After an unsuccessful attempt to launch an edition in Brazil, the newspaper has now set it eyes on Mexico. Nevertheless, its plans for an online Spanish edition, aimed mostly for a Latin American audience, have still not gotten off the ground. But Times officials are far along with their plans and have visited their southern neighbor to prepare for the launch.
‘The Times’ put the Brazilian project on hold because of financial difficulties
Recently, The New York Times has begun to publish some of its articles in Spanish online, as the publication announced earlier this year. They are made available in the newspaper’s Americas section as well as on its Twitter account, which for now counts on just over 31,000 followers.
The newspaper is hedging its bets on attracting a large readership in Mexico and Colombia, both considered important markets after executives ditched their plans for a Brazilian edition.
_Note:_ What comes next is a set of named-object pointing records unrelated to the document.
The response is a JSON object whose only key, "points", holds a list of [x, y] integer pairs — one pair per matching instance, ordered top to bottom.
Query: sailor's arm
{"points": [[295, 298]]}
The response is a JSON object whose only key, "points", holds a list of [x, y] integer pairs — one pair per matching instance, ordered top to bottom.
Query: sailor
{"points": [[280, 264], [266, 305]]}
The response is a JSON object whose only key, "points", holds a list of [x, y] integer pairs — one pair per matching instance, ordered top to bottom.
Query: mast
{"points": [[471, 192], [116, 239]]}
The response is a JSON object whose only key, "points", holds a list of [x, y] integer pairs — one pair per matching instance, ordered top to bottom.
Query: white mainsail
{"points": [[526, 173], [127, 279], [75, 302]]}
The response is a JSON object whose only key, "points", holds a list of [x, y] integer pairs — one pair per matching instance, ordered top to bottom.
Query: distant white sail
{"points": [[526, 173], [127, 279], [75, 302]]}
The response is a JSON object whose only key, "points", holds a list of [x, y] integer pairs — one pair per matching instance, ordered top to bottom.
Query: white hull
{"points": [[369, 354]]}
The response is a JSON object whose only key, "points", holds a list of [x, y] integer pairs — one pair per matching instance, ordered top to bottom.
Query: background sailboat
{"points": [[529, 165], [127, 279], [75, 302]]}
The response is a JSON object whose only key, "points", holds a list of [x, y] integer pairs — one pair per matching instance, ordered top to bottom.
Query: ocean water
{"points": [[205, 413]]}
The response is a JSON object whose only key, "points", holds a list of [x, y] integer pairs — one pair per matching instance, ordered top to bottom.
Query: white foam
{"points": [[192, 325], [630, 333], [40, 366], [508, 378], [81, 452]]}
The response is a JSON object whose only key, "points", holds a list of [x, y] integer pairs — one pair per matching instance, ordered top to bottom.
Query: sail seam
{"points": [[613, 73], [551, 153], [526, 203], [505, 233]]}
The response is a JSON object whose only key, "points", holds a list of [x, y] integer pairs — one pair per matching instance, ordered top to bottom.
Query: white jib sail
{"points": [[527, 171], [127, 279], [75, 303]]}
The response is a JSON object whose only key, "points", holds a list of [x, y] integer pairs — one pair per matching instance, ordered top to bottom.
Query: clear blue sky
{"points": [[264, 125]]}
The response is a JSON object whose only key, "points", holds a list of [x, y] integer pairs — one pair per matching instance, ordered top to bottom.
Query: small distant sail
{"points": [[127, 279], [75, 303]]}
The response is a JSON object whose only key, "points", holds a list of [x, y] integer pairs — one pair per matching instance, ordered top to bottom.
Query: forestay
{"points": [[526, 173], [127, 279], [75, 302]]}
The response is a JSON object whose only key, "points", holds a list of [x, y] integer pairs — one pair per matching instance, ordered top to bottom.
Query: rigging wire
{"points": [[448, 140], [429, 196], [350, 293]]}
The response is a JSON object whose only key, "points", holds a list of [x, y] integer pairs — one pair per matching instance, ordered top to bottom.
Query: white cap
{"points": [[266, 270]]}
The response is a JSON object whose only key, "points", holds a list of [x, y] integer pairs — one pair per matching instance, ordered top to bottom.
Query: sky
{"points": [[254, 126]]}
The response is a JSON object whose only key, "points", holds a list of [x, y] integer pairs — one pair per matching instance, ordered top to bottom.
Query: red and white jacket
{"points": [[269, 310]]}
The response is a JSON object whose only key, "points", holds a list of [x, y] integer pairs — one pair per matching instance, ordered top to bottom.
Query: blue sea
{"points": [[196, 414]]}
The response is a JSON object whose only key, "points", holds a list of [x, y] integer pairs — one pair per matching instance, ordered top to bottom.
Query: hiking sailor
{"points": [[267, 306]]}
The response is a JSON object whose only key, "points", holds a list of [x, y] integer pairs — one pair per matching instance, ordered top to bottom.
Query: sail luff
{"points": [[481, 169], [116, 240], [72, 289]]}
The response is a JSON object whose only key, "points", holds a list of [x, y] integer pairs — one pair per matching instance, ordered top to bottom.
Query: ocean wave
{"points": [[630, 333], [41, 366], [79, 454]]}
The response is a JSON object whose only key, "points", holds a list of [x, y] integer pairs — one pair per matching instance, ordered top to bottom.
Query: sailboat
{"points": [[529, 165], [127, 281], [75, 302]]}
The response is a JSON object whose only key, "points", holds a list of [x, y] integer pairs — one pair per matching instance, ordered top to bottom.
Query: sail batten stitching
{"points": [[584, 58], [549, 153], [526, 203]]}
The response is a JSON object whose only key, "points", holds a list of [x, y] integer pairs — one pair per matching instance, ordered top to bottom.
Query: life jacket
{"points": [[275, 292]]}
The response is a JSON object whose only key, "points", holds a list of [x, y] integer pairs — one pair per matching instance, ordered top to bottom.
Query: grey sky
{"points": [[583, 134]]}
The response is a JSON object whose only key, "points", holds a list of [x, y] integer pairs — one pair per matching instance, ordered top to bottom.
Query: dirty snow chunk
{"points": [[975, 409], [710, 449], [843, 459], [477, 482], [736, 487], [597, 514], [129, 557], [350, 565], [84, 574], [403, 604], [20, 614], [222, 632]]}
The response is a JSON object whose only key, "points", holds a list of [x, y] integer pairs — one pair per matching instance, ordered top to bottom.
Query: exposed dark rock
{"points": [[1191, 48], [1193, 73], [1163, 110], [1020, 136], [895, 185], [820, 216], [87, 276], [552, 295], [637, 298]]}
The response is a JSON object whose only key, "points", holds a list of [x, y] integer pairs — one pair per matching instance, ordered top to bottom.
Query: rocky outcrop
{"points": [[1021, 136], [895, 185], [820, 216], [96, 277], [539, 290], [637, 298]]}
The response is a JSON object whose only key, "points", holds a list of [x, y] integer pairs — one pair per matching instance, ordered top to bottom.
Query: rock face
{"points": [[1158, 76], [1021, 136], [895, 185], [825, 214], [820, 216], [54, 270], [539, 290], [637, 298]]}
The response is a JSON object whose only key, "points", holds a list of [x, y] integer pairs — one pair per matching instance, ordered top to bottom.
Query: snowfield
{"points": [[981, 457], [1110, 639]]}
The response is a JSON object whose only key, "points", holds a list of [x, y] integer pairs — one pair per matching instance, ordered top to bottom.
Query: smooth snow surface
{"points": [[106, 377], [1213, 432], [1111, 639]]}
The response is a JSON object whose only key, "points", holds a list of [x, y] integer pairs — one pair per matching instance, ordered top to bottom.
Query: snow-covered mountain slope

Last May, about a half dozen executives from the Times’ editorial and marketing areas met in São Paulo with the supervisors of EL PAÍS Brasil to get firsthand experience of what it was like publishing an edition in the Portuguese-speaking country.
They were told about translation problems and readers’ trends when it comes to selecting news. Nevertheless, The Times put the project on hold on account of financial difficulties.
Backing the launch in Mexico will be billionaire Carlos Slim, who in January became the newspaper’s largest investor by acquiring 16.8% of the company’s shares. But according to Bloomberg’s latest database figures, his stake in The New York Times is now about 12.33%.
Slim came on board at The New York Times in 2009 at a moment when the economic crisis was taking a tough toll on the US economy. The Mexican magnate invested $250 million, which helped the company weather a double disaster – the financial crisis and the media’s loss in revenue – which has led to more than 300 layoffs of journalists since 2008. Last year, about 100 employees lost their jobs at The Times.
The New York Times only began showing a profit this year after it posted $1.5 million in losses in 2014.
The current gains are possible, despite the fact the newspaper’s revenue has remained virtually unchanged, with a drop of 0.8% in the first three quarters, compared to the same period in 2014, which puts the company’s worth at $1.134.5 billion.
‘The New York Times’ may encounter difficulties in keeping its independent editorial line in its new edition
According to data published for investors on September 27, the company’s total debt is listed at $430 million, which includes other capital repayment obligations.
Any eventual presence of an American newspaper in Mexico would help Slim increase his range of activity in a country where he is already omnipresent.
This connection, however, has raised questions about the difficulties The New York Times may encounter in keeping its independent editorial line in its new edition, with a shareholder who wields much influence in the country.
With América Móvil at the head, Slim’s vast empire ranges from mining and telecommunications to construction.
“In the latter sector – for his companies – he controls everything, from the production of copper wire to the broadcast," said analyst Samuel García.
With so much power, Slim is an unavoidable partner for governments, according to experts.
“He is Mexico’s richest man and his companies have to deal with all the regulators,” García said.
Through this proximity to power, his relationships vary. For example, he is said to have excellent ties with Mexican leftist leader Andrés Manuel López Obrador, who now heads the National Regeneration Movement (Morena). Slim undertook the reconstruction of the historic center in Mexico City when López Obrador was head of the Federal District.
But his relationship with President Enrique Peña Nieto, and the ruling PRI party, have worsened over the years. The two men’s friendship hit its lowest point last year when the Mexican government imposed restrictions that stopped América Móvil from its nearly monopolistic expansion.
The battle, which Peña Nieto won, ended with the announcement of a breaking up of the company. "Without a doubt, it is one of the biggest conflicts to have occurred during this administration,” said García.